Where I work, everyone who reports to me is younger than me. Most of them are in their 20s, like my children. Sometimes they’ll tell me how much they appreciate my coaching because it clearly comes from a lot of experience. It feels great to hear them say it. One of my engineers actually said to me recently, “You seem to have it all figured out.” I chuckled for a second and said, “I’ve figured out a lot of things that you haven’t yet simply because I have a 30-year head start on you. But I’m still figuring things out. Chief among them: how do I stay relevant and employable in this young-man’s industry when I’m almost always the oldest guy in the room?”
That’s not the only thing I’m trying to figure out. I’m also figuring out how to stay physically healthy as my body ages and begins its natural decline. I’m also figuring out how to love and help aging parents and parents-in-law while simultaneously loving and helping our grown children step successfully into their adult lives. I’m figuring out how to love my new wife well through all of this, a woman I’m still getting to know. I’m also figuring out how to save enough for retirement after my expensive divorce and putting my kids through college have dramatically hindered my ability to do that during the prime saving years.
I’m also still figuring out how to manage my emotions after all these years. I’ve always had remarkably intense feelings. My wife and I went to see the film Little Women the day after Christmas. This was my first contact with this story, as I’d neither read the book nor seen any of the other film adaptations.

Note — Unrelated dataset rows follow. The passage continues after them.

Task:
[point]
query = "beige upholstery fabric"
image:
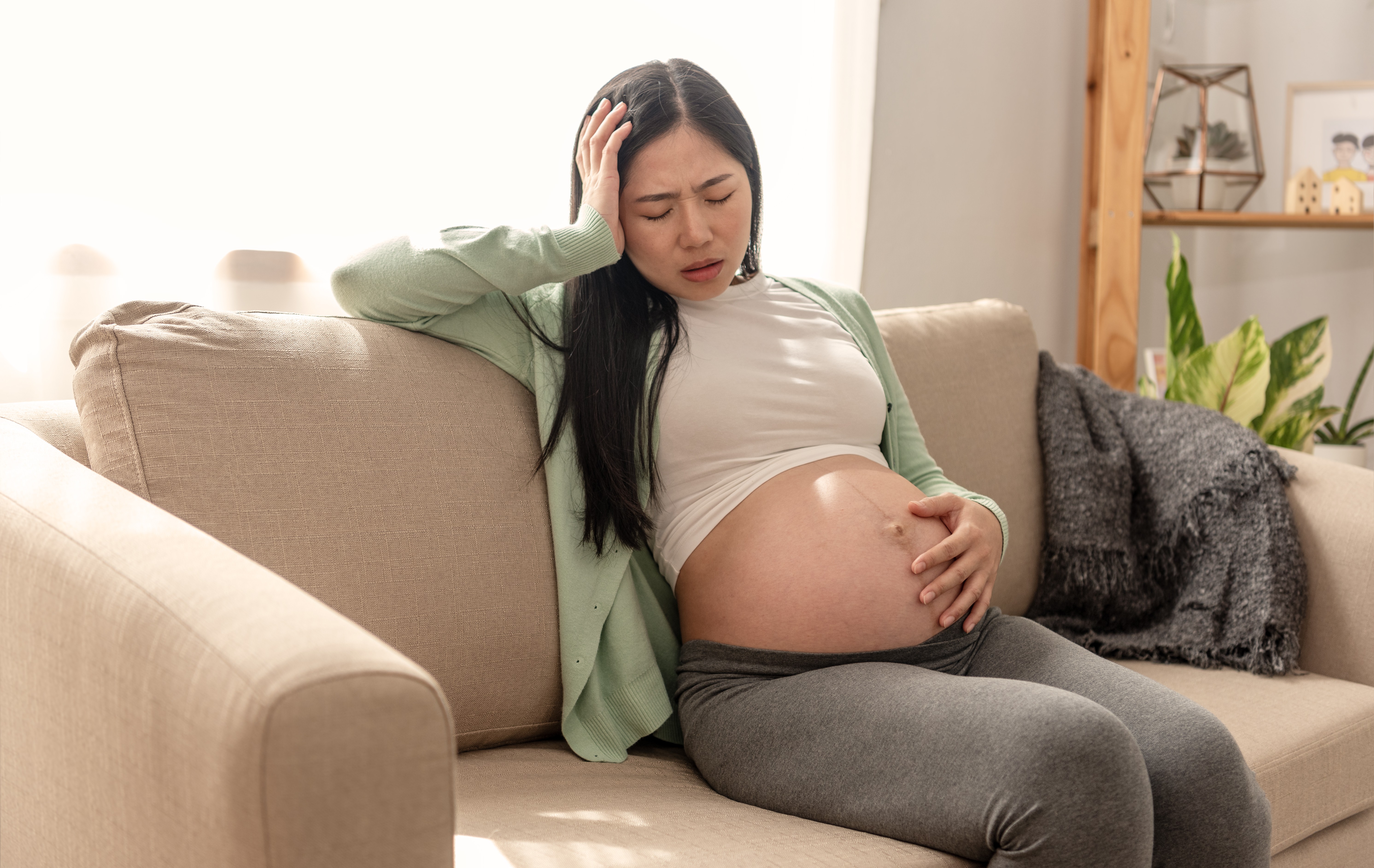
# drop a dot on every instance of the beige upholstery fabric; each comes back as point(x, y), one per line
point(1309, 738)
point(1333, 506)
point(56, 422)
point(1347, 844)
point(971, 374)
point(164, 701)
point(384, 472)
point(539, 807)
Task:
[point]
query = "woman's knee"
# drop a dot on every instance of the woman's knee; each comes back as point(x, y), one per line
point(1078, 781)
point(1204, 792)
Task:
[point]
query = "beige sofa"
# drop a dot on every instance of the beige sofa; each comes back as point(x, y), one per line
point(284, 595)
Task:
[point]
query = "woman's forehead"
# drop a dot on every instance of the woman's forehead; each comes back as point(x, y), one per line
point(679, 161)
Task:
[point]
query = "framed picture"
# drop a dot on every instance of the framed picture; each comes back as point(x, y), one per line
point(1331, 128)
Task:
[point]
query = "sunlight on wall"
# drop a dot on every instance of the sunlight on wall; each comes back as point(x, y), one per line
point(165, 135)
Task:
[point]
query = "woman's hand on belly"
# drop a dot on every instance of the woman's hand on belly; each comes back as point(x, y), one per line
point(820, 558)
point(969, 557)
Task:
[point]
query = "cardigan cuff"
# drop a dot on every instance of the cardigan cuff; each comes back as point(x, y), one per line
point(589, 244)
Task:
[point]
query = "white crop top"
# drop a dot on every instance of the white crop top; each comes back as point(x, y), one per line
point(766, 381)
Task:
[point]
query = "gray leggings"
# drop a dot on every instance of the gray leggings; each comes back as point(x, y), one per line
point(1008, 745)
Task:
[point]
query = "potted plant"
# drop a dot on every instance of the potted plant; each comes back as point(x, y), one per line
point(1276, 389)
point(1346, 443)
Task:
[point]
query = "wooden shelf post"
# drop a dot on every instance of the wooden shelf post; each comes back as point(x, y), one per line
point(1113, 158)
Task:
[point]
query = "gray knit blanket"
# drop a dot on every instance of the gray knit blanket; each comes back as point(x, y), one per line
point(1169, 535)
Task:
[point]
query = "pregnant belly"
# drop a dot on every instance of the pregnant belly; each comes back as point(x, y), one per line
point(817, 559)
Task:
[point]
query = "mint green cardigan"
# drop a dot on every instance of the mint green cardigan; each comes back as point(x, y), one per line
point(618, 619)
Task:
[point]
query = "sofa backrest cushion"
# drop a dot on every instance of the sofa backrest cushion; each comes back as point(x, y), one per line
point(56, 422)
point(387, 473)
point(971, 373)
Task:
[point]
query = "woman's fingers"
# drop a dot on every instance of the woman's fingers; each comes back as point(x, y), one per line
point(946, 550)
point(605, 127)
point(979, 609)
point(940, 505)
point(967, 599)
point(611, 153)
point(582, 150)
point(953, 577)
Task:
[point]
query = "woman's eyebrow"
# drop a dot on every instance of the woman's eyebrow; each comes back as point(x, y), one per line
point(660, 197)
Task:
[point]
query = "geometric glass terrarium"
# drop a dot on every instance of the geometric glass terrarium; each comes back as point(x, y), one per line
point(1203, 139)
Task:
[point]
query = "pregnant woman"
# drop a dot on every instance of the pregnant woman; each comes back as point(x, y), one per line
point(732, 463)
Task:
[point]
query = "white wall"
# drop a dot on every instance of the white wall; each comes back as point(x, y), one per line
point(976, 161)
point(167, 134)
point(1285, 277)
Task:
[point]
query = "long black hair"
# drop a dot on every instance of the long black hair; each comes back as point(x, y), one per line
point(612, 315)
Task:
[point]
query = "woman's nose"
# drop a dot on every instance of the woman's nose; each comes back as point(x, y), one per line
point(696, 227)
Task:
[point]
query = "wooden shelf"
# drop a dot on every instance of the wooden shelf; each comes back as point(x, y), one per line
point(1258, 219)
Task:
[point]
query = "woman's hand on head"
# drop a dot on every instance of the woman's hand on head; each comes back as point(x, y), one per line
point(973, 551)
point(598, 152)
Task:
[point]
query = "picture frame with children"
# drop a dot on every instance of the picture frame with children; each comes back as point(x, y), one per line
point(1331, 128)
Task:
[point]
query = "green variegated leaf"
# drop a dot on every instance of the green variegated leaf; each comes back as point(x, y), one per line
point(1299, 421)
point(1229, 376)
point(1299, 364)
point(1185, 326)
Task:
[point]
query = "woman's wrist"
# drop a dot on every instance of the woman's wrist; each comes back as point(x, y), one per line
point(587, 244)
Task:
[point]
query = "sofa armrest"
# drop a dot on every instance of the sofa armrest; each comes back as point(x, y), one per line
point(1333, 507)
point(165, 701)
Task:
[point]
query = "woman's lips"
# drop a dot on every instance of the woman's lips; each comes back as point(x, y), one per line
point(704, 271)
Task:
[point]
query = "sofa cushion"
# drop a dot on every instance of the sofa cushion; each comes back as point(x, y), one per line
point(971, 374)
point(539, 805)
point(56, 422)
point(1309, 738)
point(387, 473)
point(1310, 741)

In one scene, Jo fretted to her mother how much she struggled with her anger and said how much she admired her mom’s composure. Jo was shocked when her mother replied that she was angry nearly every day of her life, but after working at it for 40 years she had learned to manage it and present a placid face to the world.
I don’t believe she means that she denies her anger, only that in the face of it she chooses to behave in ways that don’t tear people down.
I identify with that middle-aged woman. I want to be able to feel what I feel but make effective choices anyway. Even after 52 years I haven’t entirely figured that out. My feelings can still overwhelm me and render me inert — or, worse, incredibly unkind — until they pass.
Maybe what I’m figuring out in middle age is that you always have to figure out your life. I’m glad I’ve figured this out now, so that if I’m fortunate to live as long as my father-in-law I won’t be surprised by what I have to figure out then.